On Thursday August 26, Islamic State Khorasan (or ISIS-K) detonated a suicide bomb outside the Kabul airport. As many as 170 civilians and 13 U.S. service members were killed. BBC reporter Secunder Kermani cited eyewitnesses who said that a significant number of those killed were shot by U.S. troops “in the panic after the blast.” Indeed, The New York Times reported that Pentagon officials admitted “that some people killed outside the airport on Thursday might have been shot by American service members after the suicide bombing.”
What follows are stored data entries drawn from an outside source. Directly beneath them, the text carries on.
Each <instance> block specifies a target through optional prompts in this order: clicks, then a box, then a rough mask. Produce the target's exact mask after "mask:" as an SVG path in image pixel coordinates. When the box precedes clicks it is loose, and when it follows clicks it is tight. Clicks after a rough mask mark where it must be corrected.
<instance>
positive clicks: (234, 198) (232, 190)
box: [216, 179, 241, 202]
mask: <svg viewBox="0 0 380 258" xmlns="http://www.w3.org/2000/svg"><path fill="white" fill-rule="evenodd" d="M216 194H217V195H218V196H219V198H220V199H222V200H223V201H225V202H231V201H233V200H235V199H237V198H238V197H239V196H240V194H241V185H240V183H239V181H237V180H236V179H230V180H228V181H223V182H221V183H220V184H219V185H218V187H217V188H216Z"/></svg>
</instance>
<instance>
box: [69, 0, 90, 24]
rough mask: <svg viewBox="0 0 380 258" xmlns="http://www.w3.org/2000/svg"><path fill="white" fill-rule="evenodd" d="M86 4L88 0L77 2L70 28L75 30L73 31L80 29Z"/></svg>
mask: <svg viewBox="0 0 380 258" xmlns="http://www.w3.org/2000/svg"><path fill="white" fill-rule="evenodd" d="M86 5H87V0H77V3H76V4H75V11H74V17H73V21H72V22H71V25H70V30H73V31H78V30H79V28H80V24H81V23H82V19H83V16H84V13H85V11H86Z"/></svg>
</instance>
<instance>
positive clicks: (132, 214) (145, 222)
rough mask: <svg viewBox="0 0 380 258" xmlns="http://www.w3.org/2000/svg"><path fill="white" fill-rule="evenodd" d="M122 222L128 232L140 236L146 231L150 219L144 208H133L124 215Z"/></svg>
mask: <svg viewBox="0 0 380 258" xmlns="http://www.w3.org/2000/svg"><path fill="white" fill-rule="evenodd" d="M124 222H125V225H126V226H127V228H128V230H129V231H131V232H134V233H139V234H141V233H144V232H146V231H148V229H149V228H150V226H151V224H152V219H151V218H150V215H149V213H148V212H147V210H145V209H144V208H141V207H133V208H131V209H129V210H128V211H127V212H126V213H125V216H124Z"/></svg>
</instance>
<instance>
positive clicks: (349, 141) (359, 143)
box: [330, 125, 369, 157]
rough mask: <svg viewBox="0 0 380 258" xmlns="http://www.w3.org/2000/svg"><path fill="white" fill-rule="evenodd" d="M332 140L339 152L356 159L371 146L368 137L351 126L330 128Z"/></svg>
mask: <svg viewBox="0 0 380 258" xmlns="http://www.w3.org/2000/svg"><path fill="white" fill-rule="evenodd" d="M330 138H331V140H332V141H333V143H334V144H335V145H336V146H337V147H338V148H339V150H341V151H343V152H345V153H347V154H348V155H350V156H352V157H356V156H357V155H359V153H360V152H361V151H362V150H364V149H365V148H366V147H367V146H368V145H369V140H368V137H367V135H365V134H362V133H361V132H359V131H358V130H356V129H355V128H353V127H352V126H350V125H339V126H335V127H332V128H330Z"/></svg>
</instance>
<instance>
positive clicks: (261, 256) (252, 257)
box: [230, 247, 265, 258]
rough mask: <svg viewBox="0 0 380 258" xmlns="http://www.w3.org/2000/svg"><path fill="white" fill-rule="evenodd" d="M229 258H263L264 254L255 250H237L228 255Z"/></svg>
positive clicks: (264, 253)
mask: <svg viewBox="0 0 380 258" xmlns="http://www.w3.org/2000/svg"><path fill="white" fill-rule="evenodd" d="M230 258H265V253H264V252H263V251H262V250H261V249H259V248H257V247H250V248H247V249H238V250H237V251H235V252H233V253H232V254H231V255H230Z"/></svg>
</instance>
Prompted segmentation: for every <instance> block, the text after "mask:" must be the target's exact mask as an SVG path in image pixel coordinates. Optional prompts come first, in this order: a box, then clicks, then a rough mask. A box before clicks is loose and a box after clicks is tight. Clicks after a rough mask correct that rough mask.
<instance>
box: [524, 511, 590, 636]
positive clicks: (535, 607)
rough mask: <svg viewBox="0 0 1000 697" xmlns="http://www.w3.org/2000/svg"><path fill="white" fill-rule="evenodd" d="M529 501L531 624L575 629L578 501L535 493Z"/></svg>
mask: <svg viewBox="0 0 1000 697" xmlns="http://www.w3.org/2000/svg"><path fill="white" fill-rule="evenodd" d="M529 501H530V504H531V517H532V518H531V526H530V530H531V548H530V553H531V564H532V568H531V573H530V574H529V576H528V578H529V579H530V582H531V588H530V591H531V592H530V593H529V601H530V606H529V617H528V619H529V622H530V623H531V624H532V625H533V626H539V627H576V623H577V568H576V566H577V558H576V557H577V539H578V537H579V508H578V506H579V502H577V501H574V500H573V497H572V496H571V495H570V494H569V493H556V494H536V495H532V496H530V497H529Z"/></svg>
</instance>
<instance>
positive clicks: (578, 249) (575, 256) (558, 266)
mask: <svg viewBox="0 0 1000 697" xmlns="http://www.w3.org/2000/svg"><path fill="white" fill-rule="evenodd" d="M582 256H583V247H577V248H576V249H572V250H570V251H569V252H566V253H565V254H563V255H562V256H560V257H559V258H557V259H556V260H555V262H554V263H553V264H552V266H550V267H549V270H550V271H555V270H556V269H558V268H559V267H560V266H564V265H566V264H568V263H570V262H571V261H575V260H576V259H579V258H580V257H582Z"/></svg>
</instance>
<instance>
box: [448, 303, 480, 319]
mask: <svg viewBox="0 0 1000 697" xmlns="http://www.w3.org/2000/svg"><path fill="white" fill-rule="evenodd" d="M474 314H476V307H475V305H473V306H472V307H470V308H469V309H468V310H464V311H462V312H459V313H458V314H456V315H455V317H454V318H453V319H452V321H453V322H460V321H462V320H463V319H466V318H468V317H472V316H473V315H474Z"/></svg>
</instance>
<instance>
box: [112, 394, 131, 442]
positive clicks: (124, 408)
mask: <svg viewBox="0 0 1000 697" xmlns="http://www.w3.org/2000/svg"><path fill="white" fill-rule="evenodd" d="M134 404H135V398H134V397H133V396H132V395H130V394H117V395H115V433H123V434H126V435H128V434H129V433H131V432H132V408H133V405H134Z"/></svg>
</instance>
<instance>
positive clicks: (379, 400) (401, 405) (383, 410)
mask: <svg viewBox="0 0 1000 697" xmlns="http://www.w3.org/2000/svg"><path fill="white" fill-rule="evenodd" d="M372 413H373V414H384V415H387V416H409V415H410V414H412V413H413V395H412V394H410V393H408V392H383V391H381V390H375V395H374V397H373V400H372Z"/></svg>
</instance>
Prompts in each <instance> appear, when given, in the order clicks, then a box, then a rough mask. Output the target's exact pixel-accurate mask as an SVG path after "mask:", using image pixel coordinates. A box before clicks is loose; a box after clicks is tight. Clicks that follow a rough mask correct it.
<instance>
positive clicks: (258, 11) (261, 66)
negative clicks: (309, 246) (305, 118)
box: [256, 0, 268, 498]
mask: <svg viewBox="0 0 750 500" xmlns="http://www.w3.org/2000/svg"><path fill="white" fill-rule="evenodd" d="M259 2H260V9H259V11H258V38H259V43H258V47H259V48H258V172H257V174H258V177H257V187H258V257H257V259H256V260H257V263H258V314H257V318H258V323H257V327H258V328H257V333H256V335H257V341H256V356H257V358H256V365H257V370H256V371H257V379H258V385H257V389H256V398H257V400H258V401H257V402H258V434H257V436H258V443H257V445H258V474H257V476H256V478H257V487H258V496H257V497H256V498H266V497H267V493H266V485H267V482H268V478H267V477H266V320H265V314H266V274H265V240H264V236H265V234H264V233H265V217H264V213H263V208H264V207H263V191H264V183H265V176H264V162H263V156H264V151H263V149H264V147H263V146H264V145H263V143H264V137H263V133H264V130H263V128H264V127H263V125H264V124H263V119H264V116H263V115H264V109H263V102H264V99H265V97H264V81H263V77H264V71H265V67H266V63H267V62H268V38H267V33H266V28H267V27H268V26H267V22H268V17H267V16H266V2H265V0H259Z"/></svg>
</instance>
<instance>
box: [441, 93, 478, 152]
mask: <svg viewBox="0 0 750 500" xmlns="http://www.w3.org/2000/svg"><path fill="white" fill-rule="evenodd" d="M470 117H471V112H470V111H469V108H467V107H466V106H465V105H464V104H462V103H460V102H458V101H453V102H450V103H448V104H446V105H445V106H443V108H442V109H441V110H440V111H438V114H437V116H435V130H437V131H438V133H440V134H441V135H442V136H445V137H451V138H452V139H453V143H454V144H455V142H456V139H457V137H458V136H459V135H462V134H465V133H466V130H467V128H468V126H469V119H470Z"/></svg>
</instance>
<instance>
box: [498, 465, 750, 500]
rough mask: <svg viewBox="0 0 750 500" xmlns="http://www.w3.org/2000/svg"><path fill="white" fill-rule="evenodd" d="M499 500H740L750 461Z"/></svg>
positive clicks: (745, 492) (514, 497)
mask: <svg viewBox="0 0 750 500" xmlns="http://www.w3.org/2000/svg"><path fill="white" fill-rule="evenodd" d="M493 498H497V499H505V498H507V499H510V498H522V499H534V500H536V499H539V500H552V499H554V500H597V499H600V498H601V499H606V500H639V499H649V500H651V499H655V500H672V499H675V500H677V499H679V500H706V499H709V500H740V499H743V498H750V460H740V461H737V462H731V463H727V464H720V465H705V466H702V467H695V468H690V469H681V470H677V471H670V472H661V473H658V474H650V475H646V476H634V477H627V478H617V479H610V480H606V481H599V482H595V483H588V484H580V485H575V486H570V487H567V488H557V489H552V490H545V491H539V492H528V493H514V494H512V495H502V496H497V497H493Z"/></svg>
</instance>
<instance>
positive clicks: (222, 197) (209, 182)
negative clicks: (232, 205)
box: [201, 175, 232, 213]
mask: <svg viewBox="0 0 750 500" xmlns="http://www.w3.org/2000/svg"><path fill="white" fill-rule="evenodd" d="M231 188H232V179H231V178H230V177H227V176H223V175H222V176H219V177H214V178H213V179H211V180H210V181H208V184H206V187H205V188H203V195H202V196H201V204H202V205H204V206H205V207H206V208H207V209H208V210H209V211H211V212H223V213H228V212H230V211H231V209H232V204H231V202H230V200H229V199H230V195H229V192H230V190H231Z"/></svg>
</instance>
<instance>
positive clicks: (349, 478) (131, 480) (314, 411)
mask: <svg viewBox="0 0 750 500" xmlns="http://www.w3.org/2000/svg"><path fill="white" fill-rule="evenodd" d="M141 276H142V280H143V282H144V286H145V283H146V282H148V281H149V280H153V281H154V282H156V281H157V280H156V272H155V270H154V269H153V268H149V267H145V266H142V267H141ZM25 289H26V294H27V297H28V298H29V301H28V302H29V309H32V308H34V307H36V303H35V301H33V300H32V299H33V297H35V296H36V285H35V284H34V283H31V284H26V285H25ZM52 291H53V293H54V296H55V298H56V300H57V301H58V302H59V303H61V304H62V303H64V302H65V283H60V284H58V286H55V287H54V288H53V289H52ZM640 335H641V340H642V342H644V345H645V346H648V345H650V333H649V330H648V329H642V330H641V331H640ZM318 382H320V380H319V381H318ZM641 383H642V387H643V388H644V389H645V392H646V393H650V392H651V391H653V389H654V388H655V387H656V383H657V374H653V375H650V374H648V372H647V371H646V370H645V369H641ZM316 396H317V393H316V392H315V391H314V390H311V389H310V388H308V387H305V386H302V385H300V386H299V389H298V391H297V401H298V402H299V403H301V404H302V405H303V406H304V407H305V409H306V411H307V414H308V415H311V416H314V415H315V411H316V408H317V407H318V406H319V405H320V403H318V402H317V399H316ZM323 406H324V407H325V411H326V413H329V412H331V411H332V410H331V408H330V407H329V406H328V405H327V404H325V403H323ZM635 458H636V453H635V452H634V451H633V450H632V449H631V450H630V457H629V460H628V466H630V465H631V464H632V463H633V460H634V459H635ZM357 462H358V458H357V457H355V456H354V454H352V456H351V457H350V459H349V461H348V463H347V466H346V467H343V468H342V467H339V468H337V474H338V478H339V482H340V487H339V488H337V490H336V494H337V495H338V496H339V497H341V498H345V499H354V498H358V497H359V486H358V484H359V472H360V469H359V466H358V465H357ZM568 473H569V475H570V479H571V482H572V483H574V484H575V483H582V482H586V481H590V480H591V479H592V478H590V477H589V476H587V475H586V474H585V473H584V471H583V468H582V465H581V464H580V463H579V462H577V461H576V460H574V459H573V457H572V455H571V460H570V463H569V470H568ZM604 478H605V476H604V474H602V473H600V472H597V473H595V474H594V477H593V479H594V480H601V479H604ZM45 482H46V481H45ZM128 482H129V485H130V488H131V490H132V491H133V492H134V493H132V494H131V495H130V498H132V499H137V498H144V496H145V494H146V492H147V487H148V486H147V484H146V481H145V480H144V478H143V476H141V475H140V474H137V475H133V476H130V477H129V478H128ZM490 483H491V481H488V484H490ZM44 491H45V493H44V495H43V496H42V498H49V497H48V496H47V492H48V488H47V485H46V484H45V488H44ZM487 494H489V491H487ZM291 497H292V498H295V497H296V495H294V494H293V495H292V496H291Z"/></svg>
Nevertheless, on August 27, Biden retaliated with a drone strike that apparently killed “an ISIS-K planner,” even though “there was no evidence so far that he was involved in the suicide bombing near the airport on Thursday.” The U.S. Central Command released a statement that said, “We know of no civilian casualties” from the U.S. drone strike. But according to The Guardian, an elder in Jalalabad reported that three civilians were killed and four were injured in the U.S. drone strike.
On August 27, the United Nations Security Council issued a press release affirming that “all parties must respect their obligations under international humanitarian law in all circumstances, including those related to the protection of civilians.” The Council stated that “any acts of terrorism are criminal and unjustifiable, regardless of their motivation, wherever, whenever and by whomsoever committed.” Moreover, the Council “reaffirmed the need for all States to combat by all means, in accordance with the Charter of the United Nations and other obligations under international law . . . threats to international peace and security caused by terrorist acts.”
Nonetheless, on August 29, Biden launched another drone strike against suspected members of ISIS-K, blowing up a vehicle apparently containing explosives. At least 10 members of the same family, including six children, were killed. The Central Command called the attack “a self-defense unmanned over-the-horizon airstrike today on a vehicle in Kabul.”
Biden’s administration has pledged to conduct “over-the-horizon” operations in Afghanistan. The U.S. plans to monitor terror threats with surveillance and execute air strikes from beyond Afghanistan’s borders, particularly in the Persian Gulf. But as the Security Council stated, all countries have a legal duty to comply with international law.
The United States must completely refrain from using military force in Afghanistan. As Rep. Sara Jacobs (D-California) said, “the answer cannot be more war and violence. The answer cannot be launching more ineffective and unaccountable counterterrorism operations.” Jacobs added that the United States “owe[s] it to all those who lost their lives to not commit the same mistakes” it made nearly 20 years ago after the September 11 attacks.